Catan Live

I meant to write about Catan Live a couple of weeks ago, but then my 360 died and I lost the will. Lucky for me, before the death throes began, I managed to play four games against the PC on low and medium difficulties (won three, I think) and one game online (just barely finished second.) It was enough to get a sense for it and I was happy to see that Catan Live was about as faithful to the board game as it could have ever been. That’s a good thing: there’s no reason to change what already works.

The mechanics are accurate and the interface is really smooth and intuitive, so the only remaining thing worth considering is the quality of the opponents. The AI opponents, specifically. While I didn’t play it on the hardest difficulty, I found the medium opponents to be surprisingly competent. They were still a little exploitable when it came to trading, but their actions outside of that felt natural. Some people have complained that the AI cheats, mostly by fixing dice rolls, but I didn’t sense that at all (you can hit right trigger and right button to see a bell curve of dice roll odds and how all the current game’s rolls compare. There are the occasional aberrations, but it tends to balance out in the end. Nothing unusual. I once played a physical Catan game during which 12 was rolled numerous times). Others have complained that the CPU opponents tend to mercilessly gang up on you if you’re winning. Well, yes. That is how the game is played.

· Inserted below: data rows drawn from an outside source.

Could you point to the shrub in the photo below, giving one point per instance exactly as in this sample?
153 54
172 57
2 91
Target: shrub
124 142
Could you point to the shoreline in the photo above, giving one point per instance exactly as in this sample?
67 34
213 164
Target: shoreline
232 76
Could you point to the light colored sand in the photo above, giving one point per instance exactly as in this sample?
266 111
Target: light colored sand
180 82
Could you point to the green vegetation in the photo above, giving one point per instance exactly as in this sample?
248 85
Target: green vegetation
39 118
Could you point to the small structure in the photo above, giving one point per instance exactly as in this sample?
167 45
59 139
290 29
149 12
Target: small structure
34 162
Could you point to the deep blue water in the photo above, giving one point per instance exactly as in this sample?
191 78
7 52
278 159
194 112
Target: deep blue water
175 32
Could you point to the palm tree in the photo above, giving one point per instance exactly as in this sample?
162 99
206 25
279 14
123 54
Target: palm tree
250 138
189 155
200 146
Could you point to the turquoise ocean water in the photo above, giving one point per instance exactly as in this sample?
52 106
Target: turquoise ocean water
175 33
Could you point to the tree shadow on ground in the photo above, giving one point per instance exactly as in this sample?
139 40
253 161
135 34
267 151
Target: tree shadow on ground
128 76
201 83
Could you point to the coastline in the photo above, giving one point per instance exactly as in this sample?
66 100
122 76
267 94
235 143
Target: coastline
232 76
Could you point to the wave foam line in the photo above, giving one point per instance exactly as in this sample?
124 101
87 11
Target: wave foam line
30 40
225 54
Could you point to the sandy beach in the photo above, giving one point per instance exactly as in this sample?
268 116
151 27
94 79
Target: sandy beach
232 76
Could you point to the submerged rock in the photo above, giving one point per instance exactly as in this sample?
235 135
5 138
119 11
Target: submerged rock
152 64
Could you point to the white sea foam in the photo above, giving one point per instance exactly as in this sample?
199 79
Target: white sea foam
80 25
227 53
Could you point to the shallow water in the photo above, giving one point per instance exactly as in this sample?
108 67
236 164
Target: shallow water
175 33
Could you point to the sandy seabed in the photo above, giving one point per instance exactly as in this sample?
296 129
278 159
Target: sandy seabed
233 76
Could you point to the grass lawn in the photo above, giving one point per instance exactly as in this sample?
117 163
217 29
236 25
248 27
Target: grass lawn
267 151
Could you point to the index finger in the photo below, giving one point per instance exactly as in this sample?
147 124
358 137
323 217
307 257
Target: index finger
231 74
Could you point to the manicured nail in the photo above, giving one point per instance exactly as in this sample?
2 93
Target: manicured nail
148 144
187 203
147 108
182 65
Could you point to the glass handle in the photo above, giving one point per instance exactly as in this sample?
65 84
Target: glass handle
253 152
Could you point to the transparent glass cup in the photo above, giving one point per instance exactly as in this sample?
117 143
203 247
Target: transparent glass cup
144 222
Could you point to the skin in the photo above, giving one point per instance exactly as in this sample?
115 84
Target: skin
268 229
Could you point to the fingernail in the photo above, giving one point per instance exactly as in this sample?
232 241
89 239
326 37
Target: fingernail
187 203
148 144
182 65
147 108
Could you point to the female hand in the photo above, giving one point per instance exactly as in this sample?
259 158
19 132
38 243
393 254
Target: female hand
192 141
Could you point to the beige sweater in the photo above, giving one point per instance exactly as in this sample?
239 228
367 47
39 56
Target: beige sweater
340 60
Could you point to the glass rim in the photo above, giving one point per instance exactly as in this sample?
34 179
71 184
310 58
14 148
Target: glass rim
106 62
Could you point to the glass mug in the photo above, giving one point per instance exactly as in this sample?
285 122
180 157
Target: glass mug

It’s a great little title and definitely worth the points, and while I am happy with the purchase I do remain a little disappointed. Not because of the merits of the game but because of more tangential factors. One of the reasons that I was looking forward to boardgames on XBox Live, especially these German games that I read so much about, was because I had no one to play the physical games with. Playing online or against a computer was the only way I would experience them and see what all the fuss was about. I said as much a year ago when talking about “Waldschattenspiel”. It was true at the time.

It isn’t any longer. In the last few months I’ve been having semi-regular game nights with some friends. It was Risk and Axis and Allies at first but I quickly suggested this game I read about: Catan. Suffice it to say, it was a hit and now we play that and Tigris and Euphrates (personal favourite) and Carcassonne and Puerto Rico and the Cities and Knights of Catan expansion and what will likely be many more such games in the future.

Catan Live is great, but nowadays I’d rather just play the real thing. In person. Annoying the fuck out of people by constantly proclaiming “I have wood!” during each and every trade phase. The CPU opponents, smart as they are, just don’t find the humour in that.